Un artista siempre comienza una obra como suya propia. Sin embargo, desde el mismo momento en que se publica o, de un modo u otro, la da a conocer del público, la pone a disposición de éste, que se convierte casi en el dueño absoluto de su cuadro, su poema o su canción. Esto pasa mucho, sobre todo, en la música.
Es curioso ahondar en el proceso de creación de una obra de arte. Y es que, salvo raras excepciones de creaciones de encargo o fruto de un mero ejercicio artístico, una obra suele llevar dentro de sí gran parte del universo interior de su creador: sus miedos, sus pasiones, sus delirios, sus amores y desamores, sus sueños y vigilias... El artista da rienda suelta a todo su espíritu para dar a luz a una obra de arte. Sin embargo, en el mismo momento en que ésta sale a la calle se convierte casi en un producto destinado al misterioso juicio y agrado (o desagrado) del público.
Por ello, a servidor siempre le ha llamado la atención pensar en aquellas canciones que aquel músico escribió cuando estaba enamorado, dando lugar a la canción más bonita del mundo, o cuando estaba inmerso en una profunda depresión, dando lugar a la más triste. Es probable que este músico, una vez pasado el tiempo y finalizado su amor o tristeza, vea aquella canción, escuche detenidamente esa letra y se horrorice y se pregunte en qué carajo estaba pensando cuando creó esa moñez o ese recetario para suicidas. Si un artista es muy celoso de enterrar su pasado, es probable que se le revuelvan las tripas al ver que una canción con la que él ahora vomitaría, en su momento se convirtió en un auténtico éxito. La mayoría de artistas procura no pensar demasiado en esto (o eso dicen) y prefieren asumir que la canción deja de ser suya en cuanto sale del estudio. Sin embargo, sigue habiendo ejemplos de artistas muy celosos de sus canciones. Hace poco, hablando con Manolo García, me comentaba que hay canciones que el público adora y que se las pide en todos los conciertos, pero que él se niega a tocarlas porque han dejado de gustarle. Este cantante valoraba el hecho de que la gente se adueñe de las canciones, pero defendía su autonomía creativa y aseguraba que él es el unico que decide qué canciones se tocan en directo y cuáles no, al margen de lo que quiera la gente.
Fuera de España hay varios ejemplos más. Por ejemplo, REM nunca ha tocado en directo Shiny Happy People, uno de sus mayores éxitos junto con Losing my religion. Michael Stipe, líder de la banda, siempre ha dicho que odia esa canción y que parece escrita por un niño de seis años. Algo parecido le pasa a Liam Gallagher, co-líder de Oasis, un rockero (o eso dice él) atormentado al que le asquea reescuchar canciones como Wonderwall, un tema al que a día de hoy le tiene auténtica tirria.

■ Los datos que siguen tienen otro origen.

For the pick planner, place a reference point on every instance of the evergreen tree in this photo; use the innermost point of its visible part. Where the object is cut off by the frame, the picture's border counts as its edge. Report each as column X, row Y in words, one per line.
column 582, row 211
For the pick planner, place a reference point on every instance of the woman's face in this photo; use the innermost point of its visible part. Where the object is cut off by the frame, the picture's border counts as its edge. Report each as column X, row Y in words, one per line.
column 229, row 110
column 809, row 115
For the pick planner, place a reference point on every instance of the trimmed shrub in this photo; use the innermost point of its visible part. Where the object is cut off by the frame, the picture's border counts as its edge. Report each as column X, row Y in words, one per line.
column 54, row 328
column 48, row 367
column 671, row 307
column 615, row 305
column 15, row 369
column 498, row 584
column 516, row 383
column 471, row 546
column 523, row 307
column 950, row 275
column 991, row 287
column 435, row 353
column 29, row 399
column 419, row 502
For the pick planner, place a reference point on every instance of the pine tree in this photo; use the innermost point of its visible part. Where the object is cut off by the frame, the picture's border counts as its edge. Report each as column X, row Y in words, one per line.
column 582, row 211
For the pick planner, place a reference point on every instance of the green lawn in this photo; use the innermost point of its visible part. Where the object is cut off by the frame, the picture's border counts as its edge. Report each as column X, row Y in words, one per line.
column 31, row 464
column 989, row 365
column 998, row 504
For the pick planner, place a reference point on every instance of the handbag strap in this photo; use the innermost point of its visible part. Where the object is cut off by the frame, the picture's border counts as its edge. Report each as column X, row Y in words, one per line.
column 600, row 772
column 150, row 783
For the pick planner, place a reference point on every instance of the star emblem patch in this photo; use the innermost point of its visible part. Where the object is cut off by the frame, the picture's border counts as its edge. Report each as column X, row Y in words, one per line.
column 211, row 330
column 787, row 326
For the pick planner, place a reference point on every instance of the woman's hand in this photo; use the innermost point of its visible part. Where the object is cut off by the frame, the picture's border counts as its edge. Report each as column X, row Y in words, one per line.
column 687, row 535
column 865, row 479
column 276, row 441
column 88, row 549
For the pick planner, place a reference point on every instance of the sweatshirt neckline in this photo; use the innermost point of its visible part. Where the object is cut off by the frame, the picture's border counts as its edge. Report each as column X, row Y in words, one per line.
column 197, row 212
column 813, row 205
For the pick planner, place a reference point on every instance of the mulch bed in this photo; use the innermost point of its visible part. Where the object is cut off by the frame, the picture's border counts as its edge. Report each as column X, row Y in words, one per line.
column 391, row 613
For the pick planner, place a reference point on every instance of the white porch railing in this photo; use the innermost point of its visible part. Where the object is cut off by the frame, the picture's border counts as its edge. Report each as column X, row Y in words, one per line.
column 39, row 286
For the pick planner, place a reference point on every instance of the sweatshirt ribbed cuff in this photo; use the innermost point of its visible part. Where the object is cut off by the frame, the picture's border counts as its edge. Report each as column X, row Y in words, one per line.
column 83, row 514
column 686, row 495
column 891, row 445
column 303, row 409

Al margen de las opiniones de Michael Stipe o -sobre todo- de Liam Gallagher, que parecen más guiadas por la excenticidad que por otra cosa, lo cierto es que a un artista, que seguramente dedique muchas horas a componer, puede resultarle odioso que la gente adore una canción en la que a lo mejor no invirtió más de cinco minutos y en la que incluyó una letra rancia, moña y detestable. Esta situación se hacen aún más odiosa si el artista piensa en aquella Cara B que hizo todo ilusionado, con su letra más cuidada y los acordes más finos, y con la que sus fans se limpian generalmente el culo.
Y es que, aunque está claro que un artista compone para sí mismo pero también para los demás (si no no publicaría sus obras), ¿se desprende de la pertenencia de su obra en cuanto ésta sale a la calle? ¿No es un poco duro que sea el público -muchas veces cruel- el que tenga en sus manos estas obras? ¿Son los gustos de los fans acordes a los de sus artistas preferidos?